The woods reached, they separated, some to gather branches of leaves and others intent on filling their sacks with nuts. The boxes of lunch were neatly piled under a tree, and sweaters were left with them, for it was comfortably warm even in the shadiest spots.
“I don’t believe we will have many more days like this,” remarked Frances Martin, her nearsighted eyes peering into a hollow tree stump. “Girls, what have I found—a squirrel?”
“Plain owl,” laughed Betty. “Isn’t he cunning?”
They crowded around to admire the funny little creature, and then, admonished by Bobby, whom Constance declared would make a good drill sergeant, set busily to work again. Nuts were not plentiful, but they filled half a sack, and then, a large pile of flaming branches having been gathered, they decided to drag their spoils back to the tree and to have lunch.
“Girls, girls, girls!” shrieked Libbie, who was in the lead, “our lunch is gone—every crumb of it!”
Sure enough, the sweaters were all tossed about in confusion and the boxes had disappeared.
“Who took it?” demanded Bobby wrathfully. “You needn’t tell me that lunch walked off!”
High and clear and shrill, a familiar whistle sounded back of them.
“That’s Bob!” Betty’s face brightened. “Listen!”
She gave an answering whistle, and Bob’s sounded again.
There was a scrambling among the bushes, and a group of cadets burst through. Bob and the Tucker twins were first, and after them came Gilbert Lane and Timothy Derby and Winifred Marion Brown.
“Hello, anything the matter?” was Bob’s greeting. “You look rather glum.”
“So would you,” Betty informed him, “if you were starving after a morning’s work and your lunch was stolen.”
“Gee, that is tough!” exclaimed Bob sympathetically. “Who stole it?”
“We don’t know,” volunteered Bobby. “But all those boxes couldn’t take wings and fly away.”
“You go back and get the fellows,” Bob commanded Tommy Tucker. “We were having a potato roast down by the lake, and while the potatoes were baking some of us came up for more wood,” he explained to the girls. “We thought we heard voices, and so I whistled.”
Tommy Tucker was flying down to the lake before half of this explanation was given.

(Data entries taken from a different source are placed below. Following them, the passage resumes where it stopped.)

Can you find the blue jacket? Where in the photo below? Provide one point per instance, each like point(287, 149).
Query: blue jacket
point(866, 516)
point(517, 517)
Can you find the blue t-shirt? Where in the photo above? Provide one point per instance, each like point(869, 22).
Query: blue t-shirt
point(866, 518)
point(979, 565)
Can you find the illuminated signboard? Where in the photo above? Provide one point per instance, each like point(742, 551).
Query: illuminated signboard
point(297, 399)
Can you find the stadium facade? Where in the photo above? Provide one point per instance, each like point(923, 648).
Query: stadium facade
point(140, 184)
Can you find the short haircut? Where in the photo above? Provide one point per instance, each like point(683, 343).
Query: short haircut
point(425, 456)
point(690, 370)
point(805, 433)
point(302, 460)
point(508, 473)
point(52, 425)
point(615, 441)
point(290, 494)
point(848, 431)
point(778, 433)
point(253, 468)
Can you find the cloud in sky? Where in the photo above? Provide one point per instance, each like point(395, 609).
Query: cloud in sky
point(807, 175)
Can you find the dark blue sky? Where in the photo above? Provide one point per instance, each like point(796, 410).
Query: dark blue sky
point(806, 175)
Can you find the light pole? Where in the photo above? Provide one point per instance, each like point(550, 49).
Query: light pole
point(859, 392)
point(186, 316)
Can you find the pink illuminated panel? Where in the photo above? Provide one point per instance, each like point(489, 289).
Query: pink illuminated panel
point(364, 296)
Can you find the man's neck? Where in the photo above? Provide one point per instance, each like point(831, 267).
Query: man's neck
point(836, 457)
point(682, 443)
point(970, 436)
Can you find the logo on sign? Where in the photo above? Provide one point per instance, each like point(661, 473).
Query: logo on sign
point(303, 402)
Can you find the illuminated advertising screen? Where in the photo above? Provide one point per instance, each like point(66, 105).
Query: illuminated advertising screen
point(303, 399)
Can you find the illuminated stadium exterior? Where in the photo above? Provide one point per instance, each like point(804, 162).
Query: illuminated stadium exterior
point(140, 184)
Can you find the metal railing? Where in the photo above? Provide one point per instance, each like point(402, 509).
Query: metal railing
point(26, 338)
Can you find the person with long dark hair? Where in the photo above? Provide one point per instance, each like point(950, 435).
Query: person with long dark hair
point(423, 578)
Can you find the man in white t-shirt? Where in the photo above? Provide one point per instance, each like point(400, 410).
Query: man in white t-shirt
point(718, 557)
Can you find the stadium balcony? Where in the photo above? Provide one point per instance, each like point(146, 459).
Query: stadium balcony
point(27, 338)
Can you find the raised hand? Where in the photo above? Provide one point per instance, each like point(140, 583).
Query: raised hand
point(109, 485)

“Have you a holiday, too?” Betty asked. “We’re out to get decorations for the play.”
“It’s the colonel’s birthday,” explained Bob, “and the old boy gave us the day off. Here come the fellows.”
Half a dozen more cadets joined them, all boys the girls had met at the games. They were loud in their expressions of sympathy for the disappointed picnickers and promptly offered their potatoes as refreshments when they should be done.
“Oh, we’re going to get that lunch back,” announced Bob Henderson confidently. “Look here!”
He pointed to some footprints in a bit of muddy ground.